Let’s say we have an sql table of jobs. They can be in any of several states. They have a starte time and a completed time. And they have have a type of A or B.
type | started | completed | state |
---|---|---|---|
A | 9:01am | 9:02am | completed |
A | 9:10am | 9:14am | aborted |
B | 9:20am | 9:21am | cancelled |
A | 9:20am | 9:22am | completed |
Let’s say we want to know for A and B, what percentage of jobs complete. We’d also like to know what percentage of jobs finish under a certain time threshold.
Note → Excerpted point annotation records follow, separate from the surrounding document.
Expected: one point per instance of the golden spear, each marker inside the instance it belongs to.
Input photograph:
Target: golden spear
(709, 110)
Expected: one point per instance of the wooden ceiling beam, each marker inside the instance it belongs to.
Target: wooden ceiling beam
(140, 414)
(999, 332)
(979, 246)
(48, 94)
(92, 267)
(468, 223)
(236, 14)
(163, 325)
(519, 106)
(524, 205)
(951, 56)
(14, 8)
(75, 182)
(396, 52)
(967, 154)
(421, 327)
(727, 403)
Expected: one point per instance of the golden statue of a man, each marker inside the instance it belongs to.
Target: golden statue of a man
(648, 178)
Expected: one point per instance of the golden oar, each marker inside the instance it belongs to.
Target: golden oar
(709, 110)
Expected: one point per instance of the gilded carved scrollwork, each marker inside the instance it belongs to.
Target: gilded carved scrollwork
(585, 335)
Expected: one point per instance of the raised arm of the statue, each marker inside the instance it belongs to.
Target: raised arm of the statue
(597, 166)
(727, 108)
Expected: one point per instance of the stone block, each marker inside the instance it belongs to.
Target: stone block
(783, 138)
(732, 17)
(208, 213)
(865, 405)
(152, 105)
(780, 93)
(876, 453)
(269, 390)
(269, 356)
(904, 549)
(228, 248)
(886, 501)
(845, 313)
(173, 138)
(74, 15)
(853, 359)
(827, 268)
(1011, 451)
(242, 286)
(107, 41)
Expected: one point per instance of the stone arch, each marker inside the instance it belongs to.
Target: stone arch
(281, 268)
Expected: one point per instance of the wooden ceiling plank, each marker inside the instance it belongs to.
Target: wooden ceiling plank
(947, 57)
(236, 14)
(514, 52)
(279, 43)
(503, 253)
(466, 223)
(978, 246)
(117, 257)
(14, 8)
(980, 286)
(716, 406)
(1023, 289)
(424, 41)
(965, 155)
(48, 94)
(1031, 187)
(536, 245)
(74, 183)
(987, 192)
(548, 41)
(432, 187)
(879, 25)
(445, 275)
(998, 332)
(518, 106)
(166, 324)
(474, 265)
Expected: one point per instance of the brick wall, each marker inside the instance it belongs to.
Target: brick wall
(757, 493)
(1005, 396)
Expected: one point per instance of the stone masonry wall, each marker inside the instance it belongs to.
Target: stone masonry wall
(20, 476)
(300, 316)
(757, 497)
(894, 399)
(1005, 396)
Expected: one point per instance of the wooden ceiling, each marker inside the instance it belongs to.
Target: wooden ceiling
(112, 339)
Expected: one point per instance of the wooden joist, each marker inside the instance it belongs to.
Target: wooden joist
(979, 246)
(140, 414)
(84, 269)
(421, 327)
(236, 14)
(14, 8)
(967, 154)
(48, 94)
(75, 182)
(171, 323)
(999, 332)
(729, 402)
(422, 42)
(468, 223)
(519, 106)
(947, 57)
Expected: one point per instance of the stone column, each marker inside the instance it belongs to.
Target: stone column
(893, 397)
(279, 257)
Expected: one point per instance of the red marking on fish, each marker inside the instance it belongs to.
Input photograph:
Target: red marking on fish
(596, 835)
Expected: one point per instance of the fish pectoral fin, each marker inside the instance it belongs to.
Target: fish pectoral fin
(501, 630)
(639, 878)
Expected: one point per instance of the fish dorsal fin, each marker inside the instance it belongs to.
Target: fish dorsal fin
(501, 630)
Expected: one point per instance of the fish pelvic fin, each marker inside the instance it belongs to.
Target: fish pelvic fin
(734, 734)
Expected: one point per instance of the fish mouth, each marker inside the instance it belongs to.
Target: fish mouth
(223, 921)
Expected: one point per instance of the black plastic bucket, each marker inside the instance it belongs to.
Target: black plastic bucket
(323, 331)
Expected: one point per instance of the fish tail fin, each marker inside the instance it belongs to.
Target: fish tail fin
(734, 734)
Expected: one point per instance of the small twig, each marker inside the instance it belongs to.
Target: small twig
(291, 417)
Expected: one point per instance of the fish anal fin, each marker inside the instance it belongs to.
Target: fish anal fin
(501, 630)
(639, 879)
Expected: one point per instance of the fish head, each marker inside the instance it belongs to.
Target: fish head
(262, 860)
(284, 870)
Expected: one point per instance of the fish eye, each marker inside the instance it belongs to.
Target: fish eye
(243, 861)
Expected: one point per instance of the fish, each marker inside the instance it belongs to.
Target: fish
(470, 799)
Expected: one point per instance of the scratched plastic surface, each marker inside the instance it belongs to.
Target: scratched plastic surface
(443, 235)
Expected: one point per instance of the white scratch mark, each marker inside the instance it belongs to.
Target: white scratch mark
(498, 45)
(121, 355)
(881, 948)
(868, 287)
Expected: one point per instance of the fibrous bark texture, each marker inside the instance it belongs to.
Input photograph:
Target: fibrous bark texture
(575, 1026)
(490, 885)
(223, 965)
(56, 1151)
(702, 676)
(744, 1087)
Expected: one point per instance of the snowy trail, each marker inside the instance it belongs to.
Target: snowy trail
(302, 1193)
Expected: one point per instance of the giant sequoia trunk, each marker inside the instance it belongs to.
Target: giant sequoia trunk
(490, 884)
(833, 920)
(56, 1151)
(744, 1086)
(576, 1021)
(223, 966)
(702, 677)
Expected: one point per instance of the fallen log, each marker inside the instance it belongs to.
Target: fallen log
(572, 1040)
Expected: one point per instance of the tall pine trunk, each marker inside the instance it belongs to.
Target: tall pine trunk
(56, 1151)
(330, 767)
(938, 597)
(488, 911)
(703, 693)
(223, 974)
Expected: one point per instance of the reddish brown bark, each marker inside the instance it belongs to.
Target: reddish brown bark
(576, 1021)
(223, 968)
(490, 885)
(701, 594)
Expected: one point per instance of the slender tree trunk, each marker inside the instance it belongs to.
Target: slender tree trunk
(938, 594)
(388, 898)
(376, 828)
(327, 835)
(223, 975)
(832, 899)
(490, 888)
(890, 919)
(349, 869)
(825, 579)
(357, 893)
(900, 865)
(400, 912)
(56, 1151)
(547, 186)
Now this is drastically simplified, but you can imagine that job type could be any complex set of variables you want to analyze by: region, language, type of rendering, whatever.
Here’s a query that will calculate the ratio of completed jobs by type:
select type,
avg(cast(
case
when state='completed' then 1
else 0
end
as float)
) as completed_ratio
from jobs
group by type
The way it works:
- The case statement sets of value of 1 for the success condition, and 0 for any other.
- These are integers, so we cast them as float, so we’ll get the averaging behavior we want.
- We avg them, to get the average.
Similarly, if we wanted to calculate the ratio of jobs completed under a certain time threshold, we could do that in the case statement, such as this example which calculates the ratio of jobs whose end time is under 3 minutes:
select type,
avg(cast(
case
when datediff(minute, completed, started) < 3 then 1
else 0
end
as float)
) as completed_ratio
from jobs
group by type